Les municipalités d’Arcachon de 1857 à 1880

 

Conférence prononcée le 19 Novembre 1980 par le président de la Société Historique et Archéologique d’Arcachon devant la Municipalité d’Arcachon à l’occasion du centenaire de la mort de Lamarque de Plaisance).

 

Les premières années de la jeune commune d’Arcachon furent difficiles du point de vue municipal. De 1857, année de sa création, à 1880, année de la mort de Lamarque de Plaisance, son premier maire, soit pendant 23 ans, elle connut neuf municipalités.
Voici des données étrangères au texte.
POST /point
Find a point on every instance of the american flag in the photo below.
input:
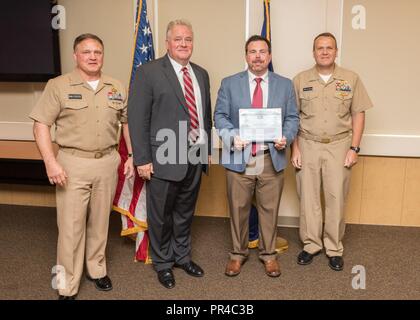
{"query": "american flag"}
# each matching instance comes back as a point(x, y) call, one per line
point(130, 196)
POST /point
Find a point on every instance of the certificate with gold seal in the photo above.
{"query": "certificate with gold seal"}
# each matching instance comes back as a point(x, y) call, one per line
point(260, 124)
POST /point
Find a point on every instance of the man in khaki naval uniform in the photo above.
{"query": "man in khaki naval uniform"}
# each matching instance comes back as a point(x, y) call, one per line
point(331, 103)
point(86, 108)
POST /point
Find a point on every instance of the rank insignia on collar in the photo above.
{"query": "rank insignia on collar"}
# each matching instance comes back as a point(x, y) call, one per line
point(113, 95)
point(75, 96)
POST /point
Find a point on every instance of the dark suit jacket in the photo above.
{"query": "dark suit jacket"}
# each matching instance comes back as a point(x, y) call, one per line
point(156, 102)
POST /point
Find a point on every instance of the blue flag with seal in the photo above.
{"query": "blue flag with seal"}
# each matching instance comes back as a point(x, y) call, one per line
point(253, 215)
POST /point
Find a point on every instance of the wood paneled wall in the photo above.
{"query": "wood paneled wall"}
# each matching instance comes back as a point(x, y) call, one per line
point(384, 191)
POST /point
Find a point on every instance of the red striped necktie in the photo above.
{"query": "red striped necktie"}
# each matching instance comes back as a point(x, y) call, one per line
point(257, 100)
point(190, 99)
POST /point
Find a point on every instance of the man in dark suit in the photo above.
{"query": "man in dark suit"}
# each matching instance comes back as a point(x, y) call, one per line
point(169, 113)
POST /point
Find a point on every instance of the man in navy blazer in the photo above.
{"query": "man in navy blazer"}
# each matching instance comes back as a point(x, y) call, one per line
point(254, 167)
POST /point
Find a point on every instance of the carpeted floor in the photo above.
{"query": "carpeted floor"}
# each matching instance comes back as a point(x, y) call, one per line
point(390, 256)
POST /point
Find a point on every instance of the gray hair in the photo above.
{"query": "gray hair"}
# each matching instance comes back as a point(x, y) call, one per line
point(178, 22)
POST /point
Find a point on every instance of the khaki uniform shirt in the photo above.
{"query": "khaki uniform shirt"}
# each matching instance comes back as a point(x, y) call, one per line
point(85, 119)
point(326, 109)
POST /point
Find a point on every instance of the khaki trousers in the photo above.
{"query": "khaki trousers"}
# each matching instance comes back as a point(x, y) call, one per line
point(323, 167)
point(83, 208)
point(268, 186)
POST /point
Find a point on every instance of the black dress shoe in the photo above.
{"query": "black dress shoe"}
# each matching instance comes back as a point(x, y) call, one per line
point(336, 263)
point(192, 269)
point(60, 297)
point(102, 284)
point(166, 278)
point(305, 258)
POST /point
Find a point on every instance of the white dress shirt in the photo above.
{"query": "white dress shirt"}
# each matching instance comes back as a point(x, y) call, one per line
point(264, 87)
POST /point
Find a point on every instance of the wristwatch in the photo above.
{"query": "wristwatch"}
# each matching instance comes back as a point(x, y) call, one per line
point(355, 149)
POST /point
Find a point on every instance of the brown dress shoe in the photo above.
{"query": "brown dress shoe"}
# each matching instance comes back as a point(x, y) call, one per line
point(272, 268)
point(233, 268)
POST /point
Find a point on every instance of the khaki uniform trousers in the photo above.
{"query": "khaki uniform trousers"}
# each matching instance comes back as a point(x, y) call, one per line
point(323, 167)
point(83, 208)
point(268, 187)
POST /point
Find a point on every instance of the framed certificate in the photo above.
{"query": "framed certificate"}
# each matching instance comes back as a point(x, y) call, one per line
point(260, 124)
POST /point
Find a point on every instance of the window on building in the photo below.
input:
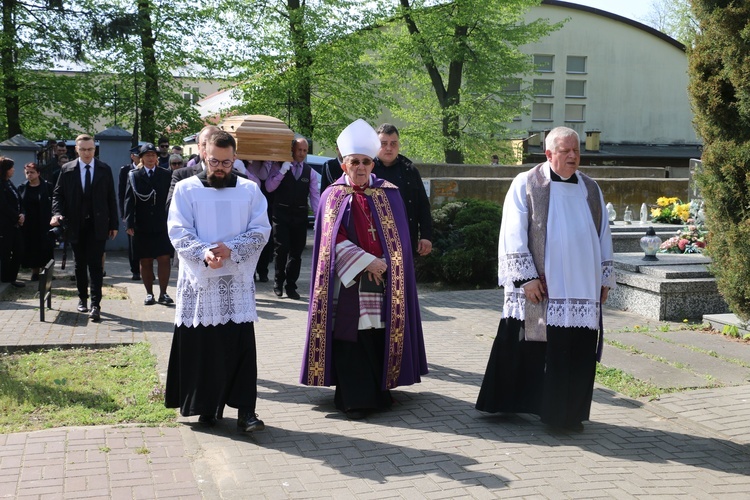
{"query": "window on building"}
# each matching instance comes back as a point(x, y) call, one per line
point(541, 112)
point(543, 88)
point(544, 63)
point(575, 112)
point(576, 64)
point(575, 88)
point(192, 96)
point(512, 86)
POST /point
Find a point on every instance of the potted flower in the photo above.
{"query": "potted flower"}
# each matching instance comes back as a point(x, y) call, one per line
point(689, 239)
point(670, 211)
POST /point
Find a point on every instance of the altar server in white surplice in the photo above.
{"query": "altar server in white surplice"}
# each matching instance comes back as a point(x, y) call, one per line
point(218, 225)
point(555, 264)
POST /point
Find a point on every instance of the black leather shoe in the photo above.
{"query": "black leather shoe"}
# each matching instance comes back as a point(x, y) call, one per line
point(94, 314)
point(165, 299)
point(207, 420)
point(355, 414)
point(249, 422)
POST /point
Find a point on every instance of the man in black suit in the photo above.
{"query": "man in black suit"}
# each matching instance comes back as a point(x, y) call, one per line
point(85, 198)
point(292, 185)
point(146, 222)
point(123, 182)
point(398, 169)
point(191, 170)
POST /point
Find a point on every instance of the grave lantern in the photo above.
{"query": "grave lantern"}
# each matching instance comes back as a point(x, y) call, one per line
point(611, 213)
point(650, 244)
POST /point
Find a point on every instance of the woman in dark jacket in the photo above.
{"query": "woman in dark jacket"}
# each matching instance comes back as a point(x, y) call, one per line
point(11, 220)
point(36, 199)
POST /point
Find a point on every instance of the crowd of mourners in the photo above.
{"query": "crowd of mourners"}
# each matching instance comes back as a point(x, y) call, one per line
point(226, 223)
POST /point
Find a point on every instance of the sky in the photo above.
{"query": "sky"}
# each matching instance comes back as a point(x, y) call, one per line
point(633, 9)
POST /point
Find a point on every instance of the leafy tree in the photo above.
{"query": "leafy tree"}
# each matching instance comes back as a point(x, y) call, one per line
point(34, 34)
point(303, 61)
point(448, 64)
point(674, 18)
point(719, 66)
point(135, 54)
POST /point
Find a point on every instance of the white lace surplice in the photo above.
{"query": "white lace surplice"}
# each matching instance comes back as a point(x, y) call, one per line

Il y eut douze élections municipales, tant générales que partielles, trois dissolutions du conseil municipal, deux suspensions, l’une de deux mois l’autre d’un an, enfin trois commissions municipales furent nommées pour gérer les affaires en l’absence d’un conseil municipal.

Nous allons passer en revue successivement les principaux acteurs et terminer par le déroulement des événements dans l’ordre chronologique.

 

LAMARQUE DE PLAISANCE

Entré assez tard dans la politique – il avait 33 ans – il se passionnera tel­lement pour elle qu’il n’abandonnera la lutte qu’arrivé à l’âge de 64 ans, quatre ans avant sa mort.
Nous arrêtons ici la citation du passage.